А сержант приказал строиться. Солдаты повскакали — и на плац. Максим остался на месте. Сержант не забыл о нем:
— Тебе, ты же понимаешь, пока в строй нельзя. Ты стань в сторонке и делай все, как мы.
Максим стал по стойке «смирно» в нескольких метрах от Прохора — тот был, как обычно, на левом фланге.
Сержант объявил.
— Сейчас мелодию напою. Для всех. Начнем с куплета, — и Максиму сказал: — Ты слушай и запоминай. — Сержант напел раз, потом другой: — Уложился мотив?.. Теперь припев.
До Ивана Семеновича Козловского сержанту было далеко, но для строя его голоса и умения петь вполне хватало. Да и учителем он оказался толковым: ребята с его помощью легко усвоили мелодию. Может, она в его передаче становилась проще той, что сочинил композитор, но ведь и в «хоре», которым он руководил, были не специально подобранные певцы, а рядовые солдаты, которых не из-за голосов свели в одно подразделение!
— А теперь в движении на месте попробуем. Журихин, по моей команде запевать будете…
— Товарищ сержант, может, у нас кто поспособней сыщется? Бембин, например, — сказал Костя.
— Не митингуйте, рядовой Журихин, — отрезал сержант. — Приказано — будете запевать! Отделение!.. — На месте… шагом — марш!
«Грук-грук-грук», — стучали сапоги по асфальту.

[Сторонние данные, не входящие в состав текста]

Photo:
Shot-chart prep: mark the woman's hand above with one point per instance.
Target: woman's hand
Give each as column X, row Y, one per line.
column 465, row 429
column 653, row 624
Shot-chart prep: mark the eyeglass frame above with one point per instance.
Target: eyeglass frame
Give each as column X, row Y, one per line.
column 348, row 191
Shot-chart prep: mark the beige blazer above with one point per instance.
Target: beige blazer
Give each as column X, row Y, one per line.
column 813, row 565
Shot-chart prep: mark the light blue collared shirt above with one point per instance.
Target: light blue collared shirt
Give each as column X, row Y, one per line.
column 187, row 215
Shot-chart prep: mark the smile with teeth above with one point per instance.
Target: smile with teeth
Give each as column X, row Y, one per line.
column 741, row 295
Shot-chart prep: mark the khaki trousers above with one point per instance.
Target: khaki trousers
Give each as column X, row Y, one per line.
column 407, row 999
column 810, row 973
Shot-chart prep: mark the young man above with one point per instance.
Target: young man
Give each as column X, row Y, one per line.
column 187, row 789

Максим всем своим существом был в строю. В нем, в Максиме, отдавались звуки солдатских шагов, его ноги двигались в том же ритме, в котором шло на месте отделение. Верно, стук был не тот, даже вовсе стука не было — кеды просто шлепались об асфальт. Но ведь главное — не как гремишь, а как шагаешь.
«Грук-грук-грук!»
«Грук-грук-грук!»
— Запевай!
Костя затянул вовсю:
— Сооолнце раааннее встало над лееесом!
— Отставить, — скомандовал сержант. — Слишком высоко! Слушайте меня: «Сооолнце раааннее встало…» Уяснили? Запевай!
Костя запел снова.
Запел и Максим. Он пел и поглядывал на строй. Он пел со своим отделением, с отделением своих друзей пел — это разве не его отделение? Его! Он шагал и пел, как солдат, и голос его вплетался в хор солдатских голосов.
Сержант тоже маршировал на месте и пел. Когда Костя закончил куплет, сержант рубанул рукой:
— И-и!.. «Северокавказцы!»
— Северокавказцы — дружная семья, — подхватил Максим.
— Северокавказцы — дружная семья, — подхватило отделение.
— Отставить!.. Шагать, шагать! Это петь отставить! — сержант замотал головой, будто у него зуб заныл. — Так хорошо все было — и испортили!.. Собственного шага не слышите, что ли? Кто куда! А надо под шаг, под шаг надо!.. Приготовились!.. С припева начали! И-и… Северокавказцы!..
Припев получился. Получился и следующий куплет. Вся песня получилась.
— Хорошо! — похвалил сержант. — Повторим еще раз.
Повторили.
— Хорошо, — снова похвалил сержант. — Еще разок.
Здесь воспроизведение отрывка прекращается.